映画を見てから原作を読もう~「幕が上がる」を題材に

先日、映画で見た「幕が上がる」、小説でも読んでみました。そこで気づいたのは、もし映画化された小説がありどちらとも見ていない場合は、先に映画を見てから原作を読んだほうがいい、ということです。そのことについて、「幕が上がる」を題材に考察してみます。

最初は映画からのほうが入りやすい

映画を見てから原作を読んだほうがスムーズです。というのは、映画は映像/効果/音と色々と動きを感じるので、多少集中力を欠くような状態であっても、ぐーっと引き寄せられます。

映画を見た後で、原作を読むと、原作がすーっと頭に入ってきます。やっぱり、書籍だと、字しか書いていないので読みなれていない人にはつらいですし、なにか気にかかることがあったりして集中力を欠いていると頭に入らなかったりします。でも、映画を見ていると比較的入りやすかったりします。

原作のほうが内容が深くなる

原作と比べると、映画のほうが盛り込める情報が少ないので、どうしても一部分内容を端折りがちになります。そのため、原作を読んでから映画を読むと、端折っているエピソードや登場人物が気になってしまうことがあります。逆に原作を後回しにすると、映画では端折っていたエピソードを楽しめるため一粒で2度おいしい感があります。

「幕が上がる」を例にとると、演劇部でとりあげていた、「銀河鉄道の夜」を戯曲としてとりあげています。それが徐々に完成していく過程を書いているのですが、映画版ではそれを省略しております。また、小説版の明脇役として、「わび助」なる人物もいるのですが、この人も映画ではでてきません。原作を読むとこういったこともにも触れられるので、結構、楽しかったりもします。

イメージが壊れない

原作から読むと自分勝手にイメージを作り上げてしまい、映画を見たときにそのイメージと映画の内容に齟齬が生じることが往々にしてあります。これは、映画は映画監督のイメージを押し付けられるところもあることに起因します。よく、映画を見たときに「~はミスキャストだ。」といってご立腹される人がいます。こういう人は原作で作った自分のイメージが壊されることに腹を立てているわけです。でも、映画から見ると、すでにイメージが形成されているのでそのイメージは原作を読んでも保持されます。

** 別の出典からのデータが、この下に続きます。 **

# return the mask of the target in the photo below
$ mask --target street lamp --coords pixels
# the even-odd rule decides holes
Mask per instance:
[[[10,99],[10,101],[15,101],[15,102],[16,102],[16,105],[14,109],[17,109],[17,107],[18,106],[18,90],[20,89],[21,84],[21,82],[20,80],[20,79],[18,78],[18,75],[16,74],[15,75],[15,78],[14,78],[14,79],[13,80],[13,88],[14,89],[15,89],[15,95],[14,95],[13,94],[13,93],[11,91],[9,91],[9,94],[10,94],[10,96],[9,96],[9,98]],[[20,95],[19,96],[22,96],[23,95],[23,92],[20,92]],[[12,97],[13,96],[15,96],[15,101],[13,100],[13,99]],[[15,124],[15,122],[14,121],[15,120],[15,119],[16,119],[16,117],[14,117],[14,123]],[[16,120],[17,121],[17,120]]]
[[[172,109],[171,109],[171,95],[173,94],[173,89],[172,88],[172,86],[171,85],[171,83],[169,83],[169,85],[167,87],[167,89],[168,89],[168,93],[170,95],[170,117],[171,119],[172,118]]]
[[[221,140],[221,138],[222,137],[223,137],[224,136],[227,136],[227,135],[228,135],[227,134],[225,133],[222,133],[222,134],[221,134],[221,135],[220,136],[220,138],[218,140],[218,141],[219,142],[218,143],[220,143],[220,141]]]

「幕が上がる」を例にとると、演劇部はももいろくろーばーZ(ももくろ)という団体が演じています。映画から原作に入った人は、原作を読んでもももくろの人たちが演劇部として頭の中で踊っているはずです。他方、原作から入った人は、「なにか違う。」という違和感を持たれることもあるかもしれません。このように映画から入ったほうがイメージは崩れないですね。

映画版には独特の良さも

このように書いていくと、映画より原作のほうが価値がある、と思われる方もいるでしょう。私自身も従前はそう思っていたところもあります。ただ、映画を作る際に、キャスト等に応じて原作で取り上げられているテーマを絞り込んでいくことにより生まれるのではないか。そうすることにより、原作とは若干異なる世界観を提示することができるのではと考えております。

「幕が上がる」では、映画版においては、演劇部をももくろにすることにより演劇部が全国大会にチャレンジする軌跡をメインテーマとすえております。そのため、そことは直接関連しないエピソード(「銀河鉄道の夜」の戯曲版、演劇部の子たちの進路等)を削り、演劇部の子達の苦悩の部分を強調し、登場人物も減らしております。そうすることにより、より演劇部の努力、成功、挫折、別れ等をフォーカスしおります。これが、この映画が大ヒットした理由の一つではないでしょうか。

概して、原作では主題がありつつもいくものエピソードが織り込まれているのを、映画だと主題にフォーカスを当てているという違いがあるかと思います。

まとめ

「幕が上がる」に限らず、面白いと思った映画があってそれに原作があった場合には、是非、原作を手に取ってみてください。そうすると、同じ作品で2度楽しむことができます。特に、普段、読書の習慣がない人ほど、原作を読んでほしい。逆に原作が好きで、映画化されて見に行くといった場合は内容にがっかりする可能性があることは心においたほうがいいと思います。

次は「銀河鉄道の夜」を読んでみようかな。また、作中で取り上げられている「銀河鉄道の夜」の演劇版を見てみたいのですね。